I bitterly laugh at her joke. “I just don’t understand. My walls can be cinder block solid, but he didn’t seem defensive about anything before I learned about his daughter.”
Amelia sips her holiday-special drink, taking a minute to collect her thoughts. She twists her long dark hair into a knot at the base of her neck. At forty, she’s the kind of beauty you long for because she looks twenty-something.
“Do you think he was hoping to just hook up with you and move on? Maybe closure or something.” Amelia leans on the table.
“Closure to what? A summer fling when we were eighteen?” I fall back into my seat, exhausted from verbally spewing the story.
“You said he told everyone you were the love of his life back then.”
“He was drunk.” I huff and turn my head. The bar is packed for midweek and damn Christmas carols are audible over the din of conversations. “Well, not drunk, but drinking. He had to be kidding.”
“But did he have to be? Are you sure he was kidding? Maybe he did have feelings for you.” Her brown eyes narrow.
“He couldn’t have.” The retort is quick and sharp.
“Why not?”
I don’t have an answer. Why couldn’t he have felt more for me? I felt strongly about him. He dared me to kiss him. He stole into my room. I gave him my trust and my virginity. But I’m almost forty and none of that should matter now.
“Maybe it’s like that movie,The Holiday, where the guy who’s a dad just wants to be a man for a little while. He doesn’t mention his kids, wanting to be seen as a sexual being and not a spit-up cloth.”
“His children were older than spitting up in that movie and so is Zebb’s daughter. His girl is this beautiful cherub.” My thoughts rush to the angel wings I left her. Has she used them? “And besides, this isn’t a movie. This is real life.”
“In real life I bet single dads want to be seen as more than a father just like single mothers want to be seen as more than a mom.”
Neither of us would know. We’re single, nearly forty, and living in a pulsating city that shouldn’t be lacking in good men. And the one good man I’ve found in years, no longer seems interested in me.
“Isn’t there some rule about five days later?” I ask, as if I don’t know that I’ve been shoveled into the coals.
“I think the rule is three. He should have called by day three.”
See, no longer interested. I’ll add it to my list of shitty things about this holiday season.
The problem is I was starting to think Zebb was different. Still that boy I’d loved and held onto in my heart, but presently a man who was obviously open with his feelings and confident in who he is. He was like an evergreen. You can dress up the tree in shiny ornaments and pretty decorations, but underneath the décor is a faithful pine tree with forever green needles and strong boughs. Where you learn things have changed, but at the core of the letter, everything is the same about that person. He is still a great man.
“Speaking of ghosts, have you seen your mom?” Amelia hesitantly asks.
“Yeah, every Sunday we have a date.” Sarcasm fills my voice and yet I’m the one who foolishly goes to see her each weekend.
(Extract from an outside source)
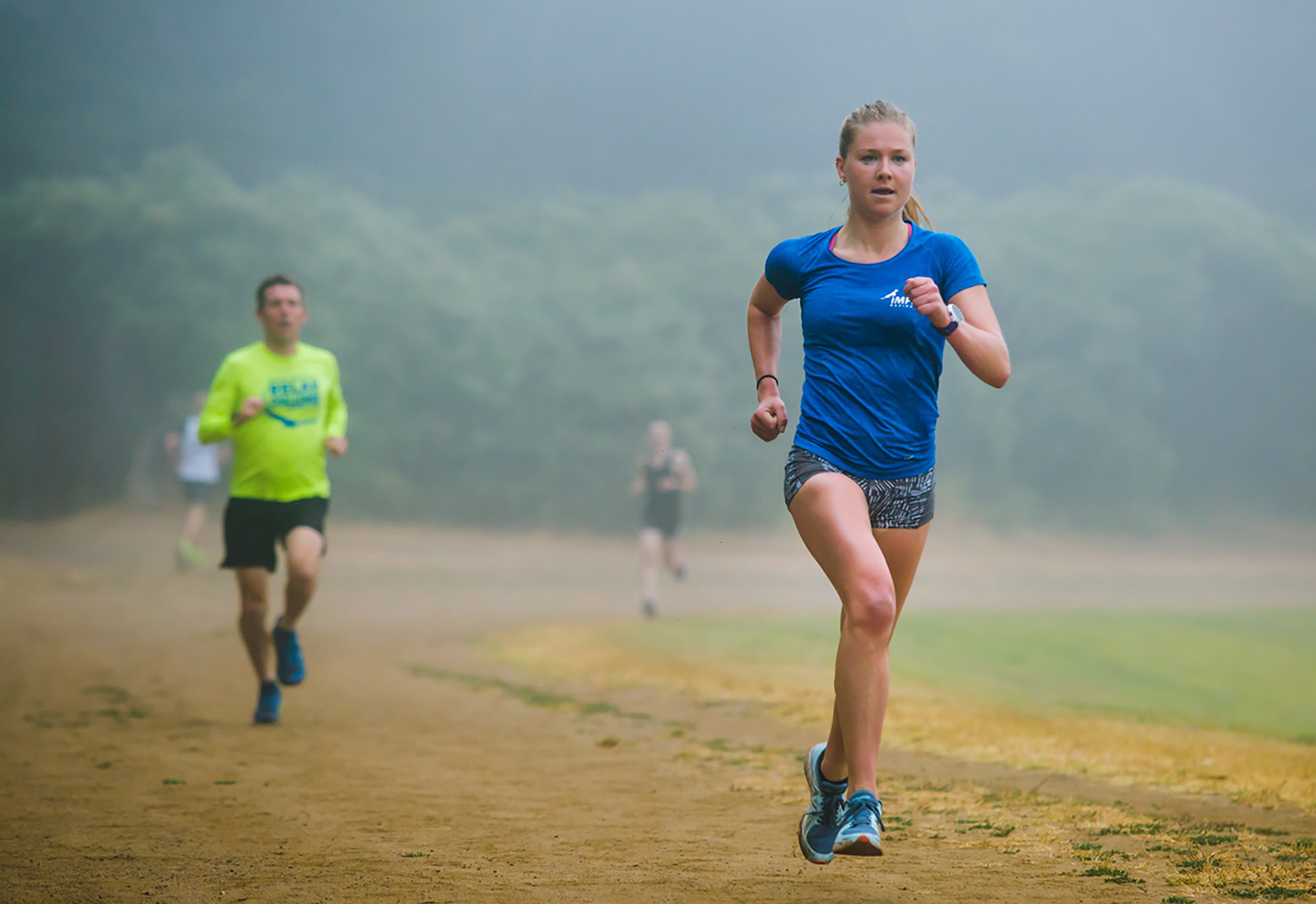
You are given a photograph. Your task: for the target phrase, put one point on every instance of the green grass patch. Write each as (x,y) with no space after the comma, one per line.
(1248,671)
Isn’t that how it should have been? If she’d only stuck around when I was a child. She could have divorced my father, and I would have seen her every other weekend. Or maybe during the week. She could have been active in my life, if she’d only made a different decision.
And now she’s back.
“I’m sorry. I know it must be hard.” Amelia is one of the few people who knows my story. It’s a classic tale of woman leaves behind daughter and then returns when she’s an adult. Insert more sarcasm. I didn’t read much psychology about such a thing when I took Psych 101 as a pre-requisite in college, but I am definitely the poster child for the chapter about abandonment issues.
“And how’s your dad with all this?”
I dismissively wave. “Passive as always. Upset but burying it with the new woman in his life.”
Our conversation shifts to plans for Christmas. Amelia knows I don’t celebrate the holiday. With it forced down my throat for a solid month, I’m happy to have a day off and not think about Christmas. She’ll be going to her sister’s house in Michigan because her wayward older brother has returned.
As we’re ordering a second drink, my phone rings. I’m so startled by the buzzing vibration against the table I’m almost afraid to touch the device at first.
Flipping over the phone, the screen reads: Ghost of Christmas Present. I changed Zebb’s contact name when he hadn’t called after forty-eight hours, the standard amount of time for a missing person’s report.
“Answer it,” Amelia demands, eyes sparkling across the table from me.
“I should make him suffer and ignore it.”
Amelia sighs. “Or you can pulloffyour Grinch panties and just hear what he has to say.”